With every passing minute, HB 3, the property tax reform bill, is looking less and less likely to survive its conference committee. It’s not necessarily dead, though, as the committee can still deliver a report for consideration by both chambers. But the clock is ticking on that option as well, since all conference committee reports must be printed and distributed by midnight Saturday. Sunday is the last day for the House to adopt conference committee reports, and Monday is officially the last day of session.

The bottom line: an agreement must be reached today or early tomorrow.

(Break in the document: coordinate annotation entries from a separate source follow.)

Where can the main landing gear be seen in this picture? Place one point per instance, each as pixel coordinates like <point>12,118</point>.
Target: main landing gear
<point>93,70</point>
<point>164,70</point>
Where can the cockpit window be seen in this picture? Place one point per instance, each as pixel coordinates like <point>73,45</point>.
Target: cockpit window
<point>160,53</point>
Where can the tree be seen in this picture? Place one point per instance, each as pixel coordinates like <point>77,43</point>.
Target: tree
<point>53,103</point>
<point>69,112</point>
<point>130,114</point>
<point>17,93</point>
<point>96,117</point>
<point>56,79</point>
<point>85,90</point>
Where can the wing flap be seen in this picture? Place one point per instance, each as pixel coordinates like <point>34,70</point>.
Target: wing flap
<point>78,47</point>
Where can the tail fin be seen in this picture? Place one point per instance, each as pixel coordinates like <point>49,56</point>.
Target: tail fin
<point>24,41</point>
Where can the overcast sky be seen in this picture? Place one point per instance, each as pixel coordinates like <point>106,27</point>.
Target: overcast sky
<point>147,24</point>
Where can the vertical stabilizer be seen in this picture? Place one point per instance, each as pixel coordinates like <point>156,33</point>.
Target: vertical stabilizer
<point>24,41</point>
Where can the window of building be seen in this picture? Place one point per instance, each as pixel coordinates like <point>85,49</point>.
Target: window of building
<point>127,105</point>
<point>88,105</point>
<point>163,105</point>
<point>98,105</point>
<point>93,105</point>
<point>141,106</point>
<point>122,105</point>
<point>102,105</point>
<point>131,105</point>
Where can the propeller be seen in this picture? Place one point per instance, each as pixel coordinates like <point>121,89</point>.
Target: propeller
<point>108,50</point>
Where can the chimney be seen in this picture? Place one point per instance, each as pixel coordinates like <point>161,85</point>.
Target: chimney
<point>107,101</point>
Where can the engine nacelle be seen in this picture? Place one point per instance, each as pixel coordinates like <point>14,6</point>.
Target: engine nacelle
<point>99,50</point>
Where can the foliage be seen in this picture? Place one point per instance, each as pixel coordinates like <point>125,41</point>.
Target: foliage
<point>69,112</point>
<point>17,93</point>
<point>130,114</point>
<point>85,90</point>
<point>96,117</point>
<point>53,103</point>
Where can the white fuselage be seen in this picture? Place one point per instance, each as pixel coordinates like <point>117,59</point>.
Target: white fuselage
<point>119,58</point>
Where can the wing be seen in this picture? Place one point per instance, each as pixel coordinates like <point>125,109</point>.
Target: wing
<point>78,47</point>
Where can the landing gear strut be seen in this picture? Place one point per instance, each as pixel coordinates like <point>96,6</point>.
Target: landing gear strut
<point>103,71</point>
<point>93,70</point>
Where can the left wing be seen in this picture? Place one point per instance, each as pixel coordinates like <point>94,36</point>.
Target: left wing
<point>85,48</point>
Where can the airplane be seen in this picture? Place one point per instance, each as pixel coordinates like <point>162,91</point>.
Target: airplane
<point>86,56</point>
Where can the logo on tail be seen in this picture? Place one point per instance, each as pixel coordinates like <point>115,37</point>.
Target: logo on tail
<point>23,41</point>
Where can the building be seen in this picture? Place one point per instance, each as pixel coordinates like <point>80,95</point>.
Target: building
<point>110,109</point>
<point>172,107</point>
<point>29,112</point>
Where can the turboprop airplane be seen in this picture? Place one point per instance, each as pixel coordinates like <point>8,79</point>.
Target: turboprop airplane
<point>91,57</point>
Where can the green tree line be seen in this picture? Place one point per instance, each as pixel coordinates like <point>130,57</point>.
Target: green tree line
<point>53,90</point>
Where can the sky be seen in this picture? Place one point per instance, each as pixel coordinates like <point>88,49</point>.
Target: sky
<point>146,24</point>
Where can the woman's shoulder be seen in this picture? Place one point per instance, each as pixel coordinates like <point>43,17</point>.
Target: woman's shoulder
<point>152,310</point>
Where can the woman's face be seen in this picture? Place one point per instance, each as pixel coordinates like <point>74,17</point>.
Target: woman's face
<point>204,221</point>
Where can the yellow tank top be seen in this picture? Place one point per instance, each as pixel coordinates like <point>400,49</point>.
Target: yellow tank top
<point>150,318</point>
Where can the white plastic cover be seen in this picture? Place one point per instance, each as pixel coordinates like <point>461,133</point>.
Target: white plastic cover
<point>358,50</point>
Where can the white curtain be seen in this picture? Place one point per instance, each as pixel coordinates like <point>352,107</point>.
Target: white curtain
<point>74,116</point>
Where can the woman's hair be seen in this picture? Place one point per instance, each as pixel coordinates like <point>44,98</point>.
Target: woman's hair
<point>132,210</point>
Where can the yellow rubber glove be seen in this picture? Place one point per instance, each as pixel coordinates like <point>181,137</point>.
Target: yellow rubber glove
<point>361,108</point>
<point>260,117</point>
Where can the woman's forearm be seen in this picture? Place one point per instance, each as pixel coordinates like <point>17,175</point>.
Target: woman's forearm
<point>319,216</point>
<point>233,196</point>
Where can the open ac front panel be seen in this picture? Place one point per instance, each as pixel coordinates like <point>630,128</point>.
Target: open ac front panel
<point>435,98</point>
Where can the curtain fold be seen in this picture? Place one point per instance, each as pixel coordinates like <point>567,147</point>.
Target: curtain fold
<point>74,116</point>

Here are the latest rumors on the negotiations:

  • the House wants to raise $650 million in new franchise taxes, while the Senate wants $2 billion
  • they can’t agree on a sales tax increase amount
  • they have agreed to drop the snack tax and the .25% gross receipts tax and to set the increase on alcohol taxes at 13%
  • Lt. Gov. Dewhurst claims it’s not the case, but there are reports they have agreed on a top property tax rate of $1.15 for next year and $1.10 the following year.

The House’s franchise tax proposal will not apply to general partnerships, proprietorships or passive investments. We believe that still leaves LLPs subject to the tax. Late last night some House conferees were floating yet another compromise version which would lower the property tax another $0.10 by raising the payroll tax rate by some amount above 1.15% and expanding the sales tax base. No mention has been made of taxing professional services.

Senate members of the conference committee reportedly offered a completely new business tax proposal, which was actually the old business activity tax proposal talked about at the beginning of the session – profits plus compensation as a tax base.

The other bottom line: both chambers are still all over the map on tax relief, and there’s less than a day to reach an agreement.

Recognizing that HB 3 is on life support, legislators are looking to other tax bills to finance public schools. HB 3540 and SB 1863 have both been substituted in their entirety with identical provisions, which as of this writing include …

  • Language to close the “Delaware Sub” and “Geoffrey” franchise tax loopholes
  • Sales taxes on used cars to be based on the “presumptive value” of the car
  • Elimination of the permanent residence exemption to the hotel occupancy tax
  • Increasing lobby registration fees from $300 to $500
  • Delays in state employees’ eligibility for health benefits and incentives to opt out of such benefits
  • Elimination of longevity pay and bonuses for employees who have retired and are now back at work
  • Allowing the state to join a multi-state drug purchasing pool
  • Elimination of the Telecommunications Infrastructure Fund tax (SB 1863); or,
  • Continuation of TIF and removing the limit on fees collected (HB 3540)
  • A so-called “Nanny Tax” on nursing homes
  • Extension of fees on petroleum storage tanks for two years
  • Diversion of traffic fines from the highway fund to general revenue
  • Increased registration fees on cars less than six years old by $1.70
  • Transfer tobacco settlement money into general revenue
  • Sales tax exemption for college textbooks
  • Imposition of water conservation programs for correctional facilities.

Odds are no compromise will be reached, but anything is possible. Expect legislators to work late tonight and throughout the weekend.

As for the blog, we’re taking the long weekend off.